Y, un día más, triste por mi irrelevante existencia, enciendo el DVD y veo pasar ante mi imágenes, algunas también parecen tristes, como si supieran de su banalidad, como si se empatizaran ellas de nosotros. Suspiro profundamente tratando de contener el llanto cuando centro mis pensamientos en ese enrarecido viaje que es la vida. Werner Herzog convirtió en “Aguirre. La cólera de Dios” (1972), el periplo suicida de los colonizadores españoles en tierras americanas en metáfora sucia y descarnada de esa búsqueda que de tanto preguntarnos por su sentido caemos en la cuenta de que no lo tiene.
Así como nos enfrentamos cada día al mundo, Herzog se cargó las cámaras al hombro, y acompañado por un equipo fiel (el espantapájaros, el hombre de hojalata, el león cobarde y Totó), se introdujo en las selvas sudamericanas en busca de esa película que sólo había visto entre las circunvoluciones de su cerebro. De esta manera su propio viaje, su propio rodaje trataba de equipararse al de esos pioneros racistas, fanáticos y explotadores que se llamaron a ellos mismos conquistadores. En una suerte de antecedente de la aventu-locura de Coppola en las Filipinas y siguiendo el rastro dejado por el cine de Robert Flaherty y su intromisión en entornos exóticamente radicales, Herzog pasó por lo que quería contar en su film (aunque nadie ha dicho nunca que “Aguirre” no es una película sobre exploradores, es una exploración).
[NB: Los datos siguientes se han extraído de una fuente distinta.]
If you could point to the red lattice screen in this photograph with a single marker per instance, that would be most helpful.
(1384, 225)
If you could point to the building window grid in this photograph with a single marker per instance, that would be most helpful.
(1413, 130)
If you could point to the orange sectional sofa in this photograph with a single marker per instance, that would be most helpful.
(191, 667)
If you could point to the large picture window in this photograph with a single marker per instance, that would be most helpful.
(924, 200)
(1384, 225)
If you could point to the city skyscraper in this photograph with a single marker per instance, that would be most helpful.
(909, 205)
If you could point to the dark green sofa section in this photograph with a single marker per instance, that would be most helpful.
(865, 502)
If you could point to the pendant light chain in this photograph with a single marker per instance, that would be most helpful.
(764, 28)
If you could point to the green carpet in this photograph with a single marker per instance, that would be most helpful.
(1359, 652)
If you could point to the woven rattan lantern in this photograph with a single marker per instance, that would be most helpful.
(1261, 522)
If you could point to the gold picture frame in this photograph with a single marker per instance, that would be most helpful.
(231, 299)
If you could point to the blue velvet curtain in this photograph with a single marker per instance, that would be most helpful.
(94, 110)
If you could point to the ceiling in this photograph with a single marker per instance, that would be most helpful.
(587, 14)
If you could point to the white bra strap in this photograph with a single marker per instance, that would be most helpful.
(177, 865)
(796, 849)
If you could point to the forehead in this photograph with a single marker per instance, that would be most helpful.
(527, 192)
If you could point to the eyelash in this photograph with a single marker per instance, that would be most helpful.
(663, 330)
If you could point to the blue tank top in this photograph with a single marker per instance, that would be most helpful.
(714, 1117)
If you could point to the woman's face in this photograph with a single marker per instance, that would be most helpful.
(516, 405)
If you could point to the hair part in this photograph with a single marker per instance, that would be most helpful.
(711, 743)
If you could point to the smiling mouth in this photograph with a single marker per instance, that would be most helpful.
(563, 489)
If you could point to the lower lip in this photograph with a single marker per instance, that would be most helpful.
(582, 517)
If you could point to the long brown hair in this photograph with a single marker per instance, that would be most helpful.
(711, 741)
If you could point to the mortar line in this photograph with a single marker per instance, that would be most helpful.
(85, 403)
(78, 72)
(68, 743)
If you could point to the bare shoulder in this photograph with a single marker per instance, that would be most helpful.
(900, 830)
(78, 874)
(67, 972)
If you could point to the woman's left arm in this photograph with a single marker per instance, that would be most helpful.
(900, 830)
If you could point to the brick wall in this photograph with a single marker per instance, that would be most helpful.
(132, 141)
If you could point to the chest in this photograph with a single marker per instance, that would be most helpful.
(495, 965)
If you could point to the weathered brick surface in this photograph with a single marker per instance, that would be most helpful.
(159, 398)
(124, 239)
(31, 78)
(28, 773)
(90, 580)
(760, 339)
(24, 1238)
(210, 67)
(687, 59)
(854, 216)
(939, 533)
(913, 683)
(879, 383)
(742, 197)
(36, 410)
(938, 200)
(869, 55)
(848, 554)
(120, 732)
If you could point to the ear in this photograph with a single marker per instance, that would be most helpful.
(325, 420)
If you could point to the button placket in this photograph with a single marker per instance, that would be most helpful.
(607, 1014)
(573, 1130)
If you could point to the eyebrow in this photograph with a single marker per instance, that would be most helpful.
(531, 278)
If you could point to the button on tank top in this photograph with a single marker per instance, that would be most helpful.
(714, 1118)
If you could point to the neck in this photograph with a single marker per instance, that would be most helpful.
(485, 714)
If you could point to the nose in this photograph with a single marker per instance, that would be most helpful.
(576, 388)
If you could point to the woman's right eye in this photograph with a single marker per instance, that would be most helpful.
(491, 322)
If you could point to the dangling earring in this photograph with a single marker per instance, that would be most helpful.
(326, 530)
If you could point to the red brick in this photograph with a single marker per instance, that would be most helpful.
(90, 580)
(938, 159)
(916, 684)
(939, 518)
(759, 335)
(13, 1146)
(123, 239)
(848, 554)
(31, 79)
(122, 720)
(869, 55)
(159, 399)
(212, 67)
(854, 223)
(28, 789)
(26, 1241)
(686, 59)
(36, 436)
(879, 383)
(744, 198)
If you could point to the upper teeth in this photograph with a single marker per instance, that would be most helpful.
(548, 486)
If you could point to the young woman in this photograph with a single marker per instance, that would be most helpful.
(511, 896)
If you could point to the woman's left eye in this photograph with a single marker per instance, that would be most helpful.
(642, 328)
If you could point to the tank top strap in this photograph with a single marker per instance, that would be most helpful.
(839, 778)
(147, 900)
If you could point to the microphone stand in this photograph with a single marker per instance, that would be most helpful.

Todo ese elenco de aristócratas, píos, soldados y esclavos que acaba en las desquiciadas manos de Lope de Aguirre tenían una ventaja con respecto a mi, ellos se sentían empujados por una mano omnipotente llamada Dios, el truco de delegar responsabilidades lleva funcionando desde el principio de los tiempos, los mismo en la estructura nazi de los campos de concentración, que en la división por estratos de la Iglesia (cuyo punto álgido ni siquiera existe, ¡¡eso si que es un buen truco¡!).
Con 30 años, Herzog ya había tenido varios éxitos internacionales, “También los enanos empezaron pequeños” (un más que curioso film interpretado exclusivamente por enanos) o “Fata morgana”, al margen de los cortometrajes que había dirigido a partir de 1962 y su paso por los Estados Unidos (donde trabajó incluso para la NASA), este experimentador nato (llegó a rodar en “Corazón de cristal”, 1976, con actores hipnotizados) previno los terrenos escarpados y la alta humedad del ambiente, la falta de electricidad y el desastroso transporte, pero aún no sabía lo que se le venía encima con Klaus Kinski.
Kinski llevaba actuando en películas desde los años 40, pero aún no había conseguido forjarse en papeles protagonistas (aunque ya se habían fijado en su gótica cara gente como David Lean o Sergio Leone), trotando por casi todo el cine europeo, sobre todo alemán e italiano. Klaus Kinski representa esa nuestra consciencia del mal no como mal en si, sino como acto sin más, es nuestra alma relativista, la locura y el odio echas persona (no hace falta que entre mucho en su biografía, violador confeso de su hija Natassja, Kinski era tan inestable en la realidad como en sus películas), tal vez el único que no creía necesitar llegar hasta el Mago de Oz para autocompletarse, Kinski cargaba las tintas para con esa aventura que no era más que una locura imaginada por algún chiflado, una vez más El Dorado como símbolo de ese objetivo que nos ponemos y al que no podemos acceder, la frustración y el desánimo de verlo todo inútil.